On 29 June 2021, the firm acquired a 9.3% stake in Grofers for nearly US$120 million.
On 24 June 2022, Zomato acquired Blinkit (formerly Grofers) for US$568 million in an all-stock deal.

Security breaches
On 4 June 2015, an Indian security researcher hacked the Zomato website and gained access to information about 62.5 million users. Using the vulnerability, he was able to access the personal data of users such as telephone numbers, email addresses, and Instagram private photos using their Instagram access token. Zomato fixed the issue within 48 hours of it becoming apparent.

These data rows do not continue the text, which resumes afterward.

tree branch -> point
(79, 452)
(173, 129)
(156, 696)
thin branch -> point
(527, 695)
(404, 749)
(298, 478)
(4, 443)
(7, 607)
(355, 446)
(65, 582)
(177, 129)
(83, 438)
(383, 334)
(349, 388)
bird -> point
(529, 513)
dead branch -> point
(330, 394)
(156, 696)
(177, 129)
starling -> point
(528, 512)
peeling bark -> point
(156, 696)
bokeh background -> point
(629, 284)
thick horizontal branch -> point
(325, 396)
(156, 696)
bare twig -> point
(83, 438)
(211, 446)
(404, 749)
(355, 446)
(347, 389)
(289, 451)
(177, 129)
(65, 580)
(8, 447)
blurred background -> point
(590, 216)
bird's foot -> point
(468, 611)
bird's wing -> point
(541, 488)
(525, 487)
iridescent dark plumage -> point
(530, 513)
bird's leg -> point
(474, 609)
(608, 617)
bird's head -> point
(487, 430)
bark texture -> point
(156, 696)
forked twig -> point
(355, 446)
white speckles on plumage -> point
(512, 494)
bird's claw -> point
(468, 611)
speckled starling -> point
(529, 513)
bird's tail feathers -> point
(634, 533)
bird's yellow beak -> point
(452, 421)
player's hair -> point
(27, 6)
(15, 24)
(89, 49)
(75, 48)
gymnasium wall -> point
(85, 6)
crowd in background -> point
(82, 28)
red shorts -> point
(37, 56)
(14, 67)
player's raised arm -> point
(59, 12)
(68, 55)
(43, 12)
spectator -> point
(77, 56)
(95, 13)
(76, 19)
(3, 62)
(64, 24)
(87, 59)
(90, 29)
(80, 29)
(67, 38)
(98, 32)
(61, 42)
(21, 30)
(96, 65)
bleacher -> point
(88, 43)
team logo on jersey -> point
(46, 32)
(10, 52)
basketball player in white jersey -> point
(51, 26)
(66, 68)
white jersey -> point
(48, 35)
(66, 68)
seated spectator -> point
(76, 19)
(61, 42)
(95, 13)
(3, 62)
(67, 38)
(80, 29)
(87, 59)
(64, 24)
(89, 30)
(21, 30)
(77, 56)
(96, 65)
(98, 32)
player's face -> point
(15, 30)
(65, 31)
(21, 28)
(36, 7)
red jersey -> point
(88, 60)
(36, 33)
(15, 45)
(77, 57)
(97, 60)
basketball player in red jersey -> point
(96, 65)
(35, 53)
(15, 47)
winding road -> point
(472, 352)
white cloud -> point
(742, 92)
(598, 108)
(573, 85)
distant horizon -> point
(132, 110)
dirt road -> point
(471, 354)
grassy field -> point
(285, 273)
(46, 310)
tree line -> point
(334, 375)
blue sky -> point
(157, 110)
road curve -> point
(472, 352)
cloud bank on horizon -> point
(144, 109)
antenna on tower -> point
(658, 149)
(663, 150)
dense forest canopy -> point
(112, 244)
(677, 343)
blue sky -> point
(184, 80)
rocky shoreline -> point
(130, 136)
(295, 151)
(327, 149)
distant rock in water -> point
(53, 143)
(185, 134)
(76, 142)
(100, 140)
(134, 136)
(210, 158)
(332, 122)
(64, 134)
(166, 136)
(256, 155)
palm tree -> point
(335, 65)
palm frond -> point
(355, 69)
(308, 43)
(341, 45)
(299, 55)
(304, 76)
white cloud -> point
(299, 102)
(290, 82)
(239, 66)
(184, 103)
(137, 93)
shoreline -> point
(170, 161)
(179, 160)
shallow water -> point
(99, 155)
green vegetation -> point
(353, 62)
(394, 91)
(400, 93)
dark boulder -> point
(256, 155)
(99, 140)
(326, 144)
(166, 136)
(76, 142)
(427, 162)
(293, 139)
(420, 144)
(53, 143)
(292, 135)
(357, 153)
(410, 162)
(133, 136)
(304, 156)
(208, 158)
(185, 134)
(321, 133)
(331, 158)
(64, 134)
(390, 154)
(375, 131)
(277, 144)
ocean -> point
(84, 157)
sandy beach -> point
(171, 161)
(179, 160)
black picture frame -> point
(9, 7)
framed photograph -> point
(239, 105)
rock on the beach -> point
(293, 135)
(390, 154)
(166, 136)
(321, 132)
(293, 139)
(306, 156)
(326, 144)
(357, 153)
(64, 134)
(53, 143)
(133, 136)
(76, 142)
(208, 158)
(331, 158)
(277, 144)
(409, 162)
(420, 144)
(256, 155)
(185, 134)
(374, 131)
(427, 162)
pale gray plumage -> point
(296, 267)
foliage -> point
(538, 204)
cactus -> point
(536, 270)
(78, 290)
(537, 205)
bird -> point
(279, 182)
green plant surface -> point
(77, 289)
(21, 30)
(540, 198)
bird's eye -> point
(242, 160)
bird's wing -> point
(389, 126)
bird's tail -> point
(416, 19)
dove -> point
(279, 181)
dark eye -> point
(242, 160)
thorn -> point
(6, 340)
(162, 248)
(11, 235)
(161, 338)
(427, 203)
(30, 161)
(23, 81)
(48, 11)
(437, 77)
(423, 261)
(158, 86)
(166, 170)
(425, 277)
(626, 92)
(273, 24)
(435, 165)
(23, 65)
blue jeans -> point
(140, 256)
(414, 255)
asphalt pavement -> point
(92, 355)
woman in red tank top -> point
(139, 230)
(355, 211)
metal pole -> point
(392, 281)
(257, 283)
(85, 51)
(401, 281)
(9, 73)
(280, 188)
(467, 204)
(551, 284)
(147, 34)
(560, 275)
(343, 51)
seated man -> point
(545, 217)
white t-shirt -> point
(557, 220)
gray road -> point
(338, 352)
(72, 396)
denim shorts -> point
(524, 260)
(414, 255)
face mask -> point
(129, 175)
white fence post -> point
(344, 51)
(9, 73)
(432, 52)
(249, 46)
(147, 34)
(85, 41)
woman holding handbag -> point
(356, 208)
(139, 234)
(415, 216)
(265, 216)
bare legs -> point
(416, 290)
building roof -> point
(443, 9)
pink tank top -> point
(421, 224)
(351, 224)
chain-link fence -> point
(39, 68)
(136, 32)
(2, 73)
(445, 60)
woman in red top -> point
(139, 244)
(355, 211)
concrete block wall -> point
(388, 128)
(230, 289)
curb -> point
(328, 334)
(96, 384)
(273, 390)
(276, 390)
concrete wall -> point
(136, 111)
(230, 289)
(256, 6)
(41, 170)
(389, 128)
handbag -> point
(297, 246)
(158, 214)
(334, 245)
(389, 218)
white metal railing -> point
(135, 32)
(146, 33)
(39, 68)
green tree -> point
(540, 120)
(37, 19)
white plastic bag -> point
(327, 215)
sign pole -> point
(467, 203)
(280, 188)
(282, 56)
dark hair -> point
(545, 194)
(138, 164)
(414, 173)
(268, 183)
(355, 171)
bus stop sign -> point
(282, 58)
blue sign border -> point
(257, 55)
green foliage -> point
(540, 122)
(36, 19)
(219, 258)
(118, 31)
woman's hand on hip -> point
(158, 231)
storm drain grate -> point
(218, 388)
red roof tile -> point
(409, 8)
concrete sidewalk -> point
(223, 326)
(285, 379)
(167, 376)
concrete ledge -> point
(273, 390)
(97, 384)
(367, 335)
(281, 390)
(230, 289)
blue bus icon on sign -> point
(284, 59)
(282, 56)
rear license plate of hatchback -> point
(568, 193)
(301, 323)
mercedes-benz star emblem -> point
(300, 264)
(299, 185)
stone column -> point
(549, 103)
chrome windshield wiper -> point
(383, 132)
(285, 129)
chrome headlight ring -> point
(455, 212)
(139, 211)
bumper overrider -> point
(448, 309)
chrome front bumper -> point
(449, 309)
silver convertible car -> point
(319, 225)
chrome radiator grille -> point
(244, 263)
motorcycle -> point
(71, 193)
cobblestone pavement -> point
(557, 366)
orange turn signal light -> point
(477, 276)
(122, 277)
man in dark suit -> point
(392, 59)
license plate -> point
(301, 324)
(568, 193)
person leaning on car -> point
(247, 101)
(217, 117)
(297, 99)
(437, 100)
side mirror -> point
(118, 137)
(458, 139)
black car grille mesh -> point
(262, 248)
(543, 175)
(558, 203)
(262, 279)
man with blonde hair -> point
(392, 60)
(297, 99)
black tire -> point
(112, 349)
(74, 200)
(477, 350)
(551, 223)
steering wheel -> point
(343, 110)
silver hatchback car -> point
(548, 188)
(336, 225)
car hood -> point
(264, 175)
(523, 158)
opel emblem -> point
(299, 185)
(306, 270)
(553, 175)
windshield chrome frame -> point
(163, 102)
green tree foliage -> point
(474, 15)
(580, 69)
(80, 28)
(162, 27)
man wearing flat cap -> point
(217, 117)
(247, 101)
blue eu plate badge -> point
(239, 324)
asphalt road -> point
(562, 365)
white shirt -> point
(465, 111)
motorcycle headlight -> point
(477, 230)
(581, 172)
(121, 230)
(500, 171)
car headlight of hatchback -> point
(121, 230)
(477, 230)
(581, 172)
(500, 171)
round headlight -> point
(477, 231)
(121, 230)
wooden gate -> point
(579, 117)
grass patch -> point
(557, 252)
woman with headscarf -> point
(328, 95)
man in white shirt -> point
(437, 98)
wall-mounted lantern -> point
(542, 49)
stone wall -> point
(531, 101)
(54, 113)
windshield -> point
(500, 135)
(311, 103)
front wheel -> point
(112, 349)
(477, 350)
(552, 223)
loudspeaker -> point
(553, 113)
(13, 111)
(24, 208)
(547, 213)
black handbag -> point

On 18 May 2017, a security blog called HackRead claimed that over 17 million Zomato user records including emails and password hashes had been stolen due to a security breach. The company stated that no payment information or credit card details were stolen. The hacker removed the stolen user data from the dark web after Zomato agreed to start a bug bounty program.

Feeding India
Started in 2014 by Ankit Kawatra, Feeding India is a nonprofit organisation which serves free meals to underprivileged people with the help of volunteers. Feeding India was acquired by Zomato in July 2019. In May 2022, Zomato claimed that Feeding India was serving over 200,000 meals every day under its Daily Feeding Program.

Controversies

"Food has no religion" tweet
In July 2019, Zomato received a customer complaint that he was assigned a non-Hindu delivery boy for his food order in Jabalpur and had asked Zomato to provide a Hindu delivery boy. The customer alleged that Zomato had refused to change the rider after which he asked to cancel the order. The customer then posted this incident on Twitter, after which Zomato responded to the message stating: "Food doesn't have a religion. It is a religion." The company's response received positive comments on Twitter, but some customers questioned the use of Jain food and halal tags on food items. According to the company, such tags are placed by individual restaurant owners, and not by Zomato.

Logout campaign
On 17 August 2019, more than 1,200 restaurants logged off from Zomato because of their offer of discount programmes at dine-in restaurants. In Pune alone, more than 450 restaurants stopped serving to Zomato Gold because of aggressive discounts and loss of business. Its premium subscription-based dining out service Zomato Gold had 6,500 restaurants partners and a total of 1.1 million subscribers in India as of August 2019. As part of the campaign, around 2,500 restaurants logged out from the Zomato Gold service. After Zomato made some changes, National Restaurant Association of India still refused to accept the modified version of the plan, saying that the corrective measures would not resolve the key issue of deep discounts. However, Zomato founder Goyal admitted mistake, became ready to rectify it and called for sanity and truce. He also urged restaurants to stop #Logout campaign.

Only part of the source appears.